The Psalmist wrote, "My eyes are upon the faithful of the land, that they may dwell with me. He who walks in the way of integrity shall be in my service." Psalm 101:1-3, 5-6
Sinners we are, and saints we may be. Grace abounds, and in free will we must choose. Jesus, from His Cross, has already won the war. We, as His disciples, must participate in His Eucharistic Life, gaining personal and communal victory in all the little battles in our path. Sanctity, that which makes up a saint, is all about being 'faithful' to the grace God gives us, walking, therefore, in the 'way of integrity' in 'service' to the Will of the Merciful and Loving Father. Sometimes this means doing little and, seemingly, insignificant things. Sometimes this means merely standing firm when all else is collapsing.

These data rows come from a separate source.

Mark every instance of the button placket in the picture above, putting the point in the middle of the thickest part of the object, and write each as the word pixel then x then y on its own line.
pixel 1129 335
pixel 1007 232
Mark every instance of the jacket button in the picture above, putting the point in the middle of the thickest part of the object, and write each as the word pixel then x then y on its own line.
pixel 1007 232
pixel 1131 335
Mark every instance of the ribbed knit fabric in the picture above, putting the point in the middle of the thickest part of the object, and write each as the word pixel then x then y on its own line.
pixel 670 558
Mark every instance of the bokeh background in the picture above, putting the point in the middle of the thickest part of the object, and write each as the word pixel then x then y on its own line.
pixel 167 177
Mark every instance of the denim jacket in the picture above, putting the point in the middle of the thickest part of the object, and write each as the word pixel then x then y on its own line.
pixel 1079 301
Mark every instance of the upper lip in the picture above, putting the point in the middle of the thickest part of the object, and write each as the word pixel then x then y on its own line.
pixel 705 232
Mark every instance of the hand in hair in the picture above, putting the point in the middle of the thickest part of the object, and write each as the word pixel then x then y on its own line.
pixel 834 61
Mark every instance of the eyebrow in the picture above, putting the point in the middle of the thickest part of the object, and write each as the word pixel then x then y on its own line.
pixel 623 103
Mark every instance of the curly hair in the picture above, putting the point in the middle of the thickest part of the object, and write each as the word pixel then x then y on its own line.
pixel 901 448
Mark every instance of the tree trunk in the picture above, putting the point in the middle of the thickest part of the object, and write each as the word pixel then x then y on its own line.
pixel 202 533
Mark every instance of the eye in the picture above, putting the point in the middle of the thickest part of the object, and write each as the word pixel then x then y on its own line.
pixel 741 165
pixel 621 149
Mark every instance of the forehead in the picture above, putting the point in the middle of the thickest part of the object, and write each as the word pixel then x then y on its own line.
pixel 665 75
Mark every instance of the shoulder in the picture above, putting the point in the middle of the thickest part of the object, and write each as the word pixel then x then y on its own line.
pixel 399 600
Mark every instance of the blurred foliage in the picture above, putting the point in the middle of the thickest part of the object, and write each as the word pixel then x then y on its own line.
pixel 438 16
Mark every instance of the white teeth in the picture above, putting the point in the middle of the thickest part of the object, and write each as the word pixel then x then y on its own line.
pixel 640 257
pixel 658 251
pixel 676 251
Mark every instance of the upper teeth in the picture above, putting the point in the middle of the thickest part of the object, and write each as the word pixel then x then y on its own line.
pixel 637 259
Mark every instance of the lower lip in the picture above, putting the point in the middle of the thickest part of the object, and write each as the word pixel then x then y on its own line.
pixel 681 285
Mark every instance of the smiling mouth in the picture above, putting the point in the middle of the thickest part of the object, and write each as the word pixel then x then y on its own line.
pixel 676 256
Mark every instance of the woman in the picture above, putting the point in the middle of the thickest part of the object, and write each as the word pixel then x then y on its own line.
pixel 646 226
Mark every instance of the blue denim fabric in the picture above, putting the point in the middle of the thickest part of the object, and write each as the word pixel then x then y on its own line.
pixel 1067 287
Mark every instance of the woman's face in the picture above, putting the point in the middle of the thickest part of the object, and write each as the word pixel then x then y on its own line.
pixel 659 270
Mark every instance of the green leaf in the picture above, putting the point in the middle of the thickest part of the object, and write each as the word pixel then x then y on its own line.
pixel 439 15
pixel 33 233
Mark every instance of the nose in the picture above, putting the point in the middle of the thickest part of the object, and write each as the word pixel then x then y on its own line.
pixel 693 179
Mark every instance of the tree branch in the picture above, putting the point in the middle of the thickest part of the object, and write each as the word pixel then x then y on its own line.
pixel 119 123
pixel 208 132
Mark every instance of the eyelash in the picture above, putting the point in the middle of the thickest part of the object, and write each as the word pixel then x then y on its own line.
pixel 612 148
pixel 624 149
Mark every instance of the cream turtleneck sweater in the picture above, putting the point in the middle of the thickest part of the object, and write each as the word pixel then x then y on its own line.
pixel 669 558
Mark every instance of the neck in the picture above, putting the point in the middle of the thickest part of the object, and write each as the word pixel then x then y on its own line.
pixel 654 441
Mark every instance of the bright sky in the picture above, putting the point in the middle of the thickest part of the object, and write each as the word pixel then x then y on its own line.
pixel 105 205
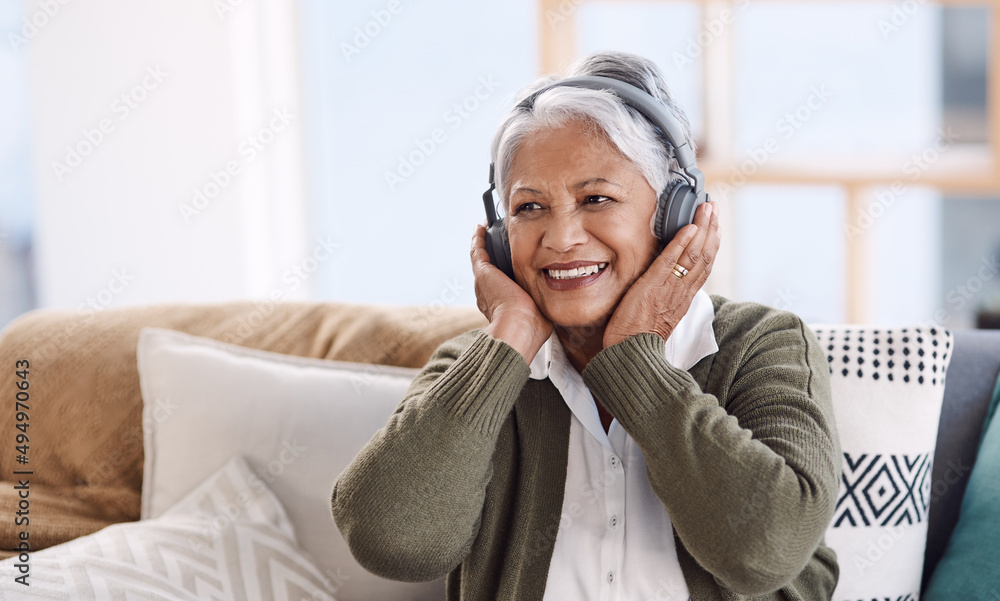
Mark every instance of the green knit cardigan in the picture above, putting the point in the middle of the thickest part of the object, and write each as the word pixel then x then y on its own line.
pixel 467 477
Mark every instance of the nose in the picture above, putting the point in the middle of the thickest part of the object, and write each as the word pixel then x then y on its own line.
pixel 564 230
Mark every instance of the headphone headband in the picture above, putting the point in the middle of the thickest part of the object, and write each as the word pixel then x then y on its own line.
pixel 676 204
pixel 638 99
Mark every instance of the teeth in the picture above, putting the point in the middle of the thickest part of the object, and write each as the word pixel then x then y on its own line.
pixel 578 272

Yet, regardless of the situation, it always means living in the grace of Jesus Christ.
"He stepped forward and touched the coffin; at this the bearers halted, and he said, “Young man, I tell you, arise!” The dead man sat up and began to speak, and Jesus gave him to his mother." Luke 7:11-17
For no matter the situation in our life, the touch of Jesus Christ always heals and always strengthens us for the journey toward His Father in the Spirit which guides us to real happiness, or beatitude, in God. Sin we will, repent we must, for God is the Prodigal Father. And sinners who fall to the bottom of the pit of shame and despair, to receive, undeserved, the Divine Mercy of God, become the most powerful saints in compassion and charity and forgiveness. So, when we are tempted to see Sacramental confession and Sunday Mass, with the Most Blessed Sacrament, in a humdrum way, we must remember the power of Christ's touch.
For Jesus still speaks to us, "Young man (woman), I tell you, arise!" And "the dead man (woman) sat up and began to speak, and Jesus gave him (her) to" Holy Mother Church.